Now, a continuing look at the candidates for the Syracuse Head Coaching job. A full rundown of the candidates can be found here.
Now we take a look at East Carolina head coach Skip Holtz.
2005-present East Carolina (Head Coach:28-21)
2004 South Carolina (Associate Head Coach/QB Coach)
1999-2003 South Carolina (Associate Head Coach/Offensive Cooridnator)
1994-1998 UConn (Head Coach: 33-23)
1992-1993 Notre Dame (Offensive Coordinator)
1990-1991 Notre Dame (WR Coach)
1989 Colorado St (WR Coach)
1987-1988 Florida State (Graduate Assistant)
Who is he?: Holtz has been the head coach at East Carolina since 2005, racking up a 28-21 record. This season he lead the Pirates to wins over Virginia Tech and West Virginia, and a spot in the Conference USA title game this upcoming weekend. Before ECU, Holtz was on his father’s staff at South Carolina as offensive coordinator, as well as serving under his father at Notre Dame.
Holtz also was the head coach at UConn before they made the leap to D1, going 33-23 over five seasons.
What does he bring to the job?: Experience and an ability to win big games. Holtz has rescued ECU from the horrible tenure of John Thompson (of no relation to the Georgetown Thompsons) and led them to (soon to be) three bowl games in his four years there.
Beating Virginia Tech and West Virginia this past year show that Holtz can get his team prepared for games against better opponents, something that would definitely come in handy at Syracuse. Those wins have also given him even more name recognition among recruits.
Why wouldn’t he be a good fit?: Holtz hasn’t been a coach in the Northeast since 1998, which could mean he would have trouble recruiting the area. Holtz would have to establish ties through his assistants with high school coaches throughout the Northeast.

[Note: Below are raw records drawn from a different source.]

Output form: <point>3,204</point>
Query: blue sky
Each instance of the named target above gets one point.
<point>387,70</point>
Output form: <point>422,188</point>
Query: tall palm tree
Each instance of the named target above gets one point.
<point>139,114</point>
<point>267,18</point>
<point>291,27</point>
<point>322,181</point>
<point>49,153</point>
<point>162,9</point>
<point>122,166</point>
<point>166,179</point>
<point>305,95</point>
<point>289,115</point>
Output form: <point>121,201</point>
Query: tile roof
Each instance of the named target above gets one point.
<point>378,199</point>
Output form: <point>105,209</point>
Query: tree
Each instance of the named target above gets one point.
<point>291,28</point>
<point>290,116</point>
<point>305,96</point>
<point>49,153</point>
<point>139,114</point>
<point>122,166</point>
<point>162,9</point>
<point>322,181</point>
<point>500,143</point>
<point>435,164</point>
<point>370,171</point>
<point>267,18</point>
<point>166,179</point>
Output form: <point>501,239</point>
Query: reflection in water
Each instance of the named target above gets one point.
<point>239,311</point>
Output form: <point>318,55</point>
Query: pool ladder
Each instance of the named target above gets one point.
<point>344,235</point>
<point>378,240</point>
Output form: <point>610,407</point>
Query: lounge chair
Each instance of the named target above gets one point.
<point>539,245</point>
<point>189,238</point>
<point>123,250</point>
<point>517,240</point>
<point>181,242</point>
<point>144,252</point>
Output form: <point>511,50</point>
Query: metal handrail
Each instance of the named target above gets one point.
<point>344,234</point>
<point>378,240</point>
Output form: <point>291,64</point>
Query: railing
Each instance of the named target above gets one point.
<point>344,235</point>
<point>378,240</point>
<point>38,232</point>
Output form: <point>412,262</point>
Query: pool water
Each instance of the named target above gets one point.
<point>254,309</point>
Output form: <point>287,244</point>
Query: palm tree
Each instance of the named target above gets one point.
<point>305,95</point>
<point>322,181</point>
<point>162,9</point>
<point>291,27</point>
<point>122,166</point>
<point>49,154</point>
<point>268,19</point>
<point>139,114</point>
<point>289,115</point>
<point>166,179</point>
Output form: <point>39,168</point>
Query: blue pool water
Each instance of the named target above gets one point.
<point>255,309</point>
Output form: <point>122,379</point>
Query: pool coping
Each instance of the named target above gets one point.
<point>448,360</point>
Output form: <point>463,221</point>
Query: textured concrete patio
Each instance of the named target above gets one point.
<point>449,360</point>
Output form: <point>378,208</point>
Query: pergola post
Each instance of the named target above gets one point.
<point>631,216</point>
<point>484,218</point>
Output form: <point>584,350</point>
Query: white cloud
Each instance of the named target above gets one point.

Also, like Turner Gill, there is the chance he would either want to hold out for a better job (Notre Dame) or use Syracuse as a stepping stone to something bigger. Since Charlie Weis will be returning to Notre Dame next year, Holtz would have to wait to follow in his father’s footsteps.
What are his chances?: Strong. Holtz has the pedigree and experience to be successful at Syracuse. His lack of Northeast recruiting ties is troublesome, but can probably be mitigated by the hiring of some experienced Northeast assistants. The biggest obstacle could be the Notre Dame situation. Holtz could be willing to wait a year to land in South Bend rather than taking on a huge rebuilding project like Syracuse.